A mensagem de Paulo é que todas as pessoas, independentemente de sua cultura e
religião, podem aceitar a proposta divina. O “reinado divino” vem ao mundo para
todos. Somente mais tarde, nos anos 80, a sinagoga não aceitou mais os cristãos
como membros da comunidade judaica. Então, o Cristianismo se separou do
Judaísmo e se tornou religião autônoma.
Agora, na sua
carta sobre a fraternidade universal, o papa Francisco pede a todas as
religiões que, independentemente, de suas diferenças, se ponham a serviço da
unidade de toda a família humana. Conforme os evangelhos, uma vez, discípulos
contaram a Jesus que tinham encontrado alguém que expulsava o mal das pessoas.
Eles tinham proibido porque aquela pessoa não pertencia ao grupo deles. Jesus
os repreendeu dizendo: “Não façam isso.
Quem não está contra nós é porque está do nosso lado” (Cf. Lc 9, 49- 50).
Neste mundo
pluralista, é fundamental que as Igrejas recuperem esta abertura de coração.

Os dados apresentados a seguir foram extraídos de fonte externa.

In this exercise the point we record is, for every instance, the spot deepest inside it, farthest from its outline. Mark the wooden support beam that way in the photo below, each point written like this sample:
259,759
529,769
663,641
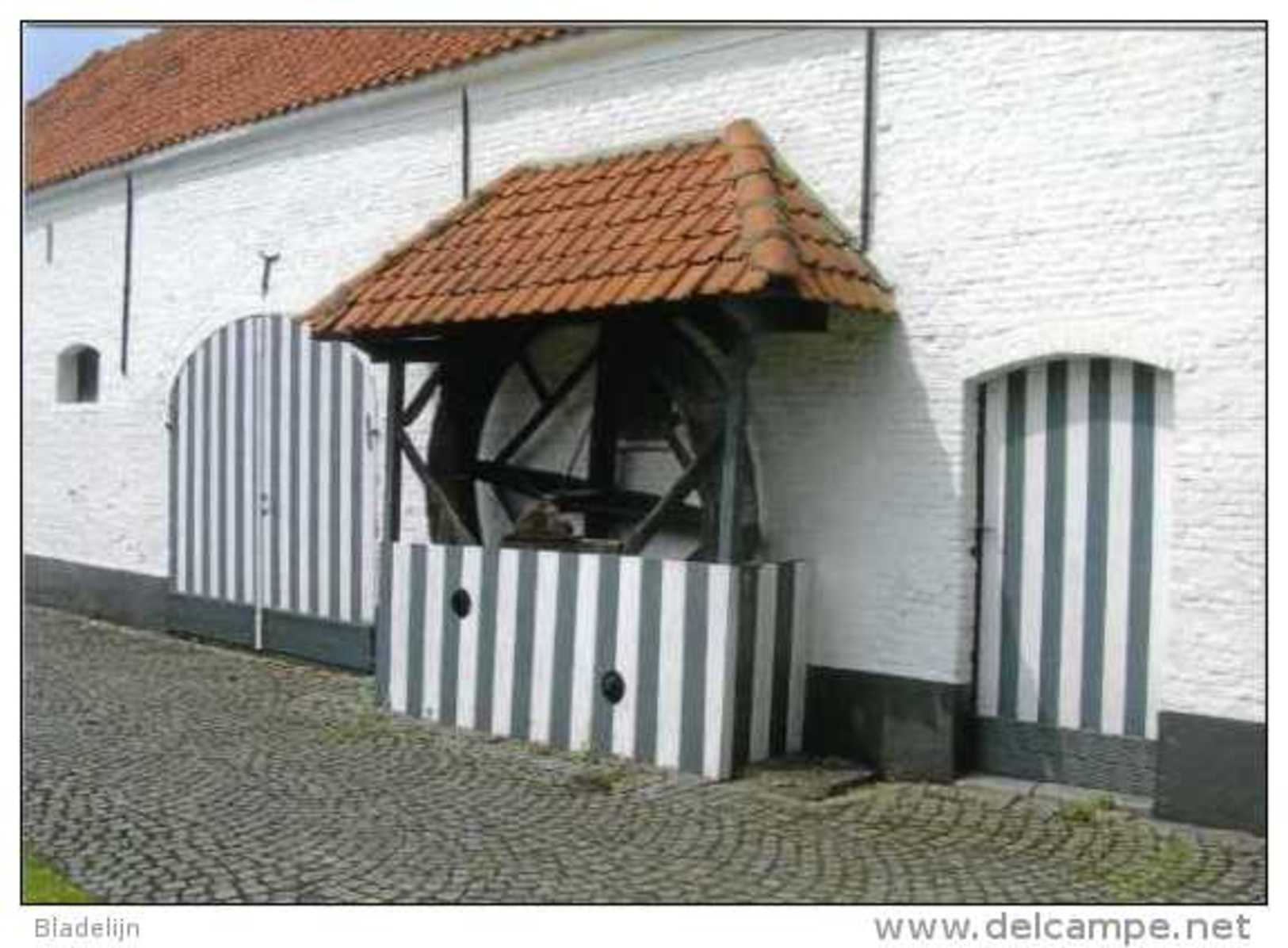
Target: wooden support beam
548,406
731,473
604,422
434,488
424,393
684,484
389,350
393,463
706,346
529,373
504,503
391,519
682,453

Devem ser comunidades de diálogo e acolhida do outro e nunca de intransigência
e rejeição. Não há separação entre a missão das Igrejas e a missão de todas as
organizações sociais que trabalham pela paz, justiça e união da humanidade. Homens
como o papa João XXIII, Dom Helder Câmara e o pastor Martin-Luther King
compreenderam profundamente isso. Foram profetas que transformaram o mundo e
fizeram isso como poetas sensíveis e encantados com a humanidade.
No dia 11 de
outubro de 1962, depois de um dia inteiro de trabalho no qual tinha inaugurado
o Concílio Vaticano II com todos os bispos católicos em Roma, o papa João XXIII
soube pelo seu secretário que a praça de São Pedro estava cheia de povo. Todos,
com velas nas mãos, pediam para ver o papa. Este apareceu na janela, saudou a
multidão e disse: “Olhem a lua cheia. Ela
veio embelezar a nossa festa. Voltem para casa e dêem um abraço ou façam um
gesto de carinho em nome do papa na primeira pessoa que vocês reencontrarem em
casa. Digam que o papa lhes manda este gesto de amor”. Isso continua a ser o
núcleo central da missão de todas as pessoas espirituais.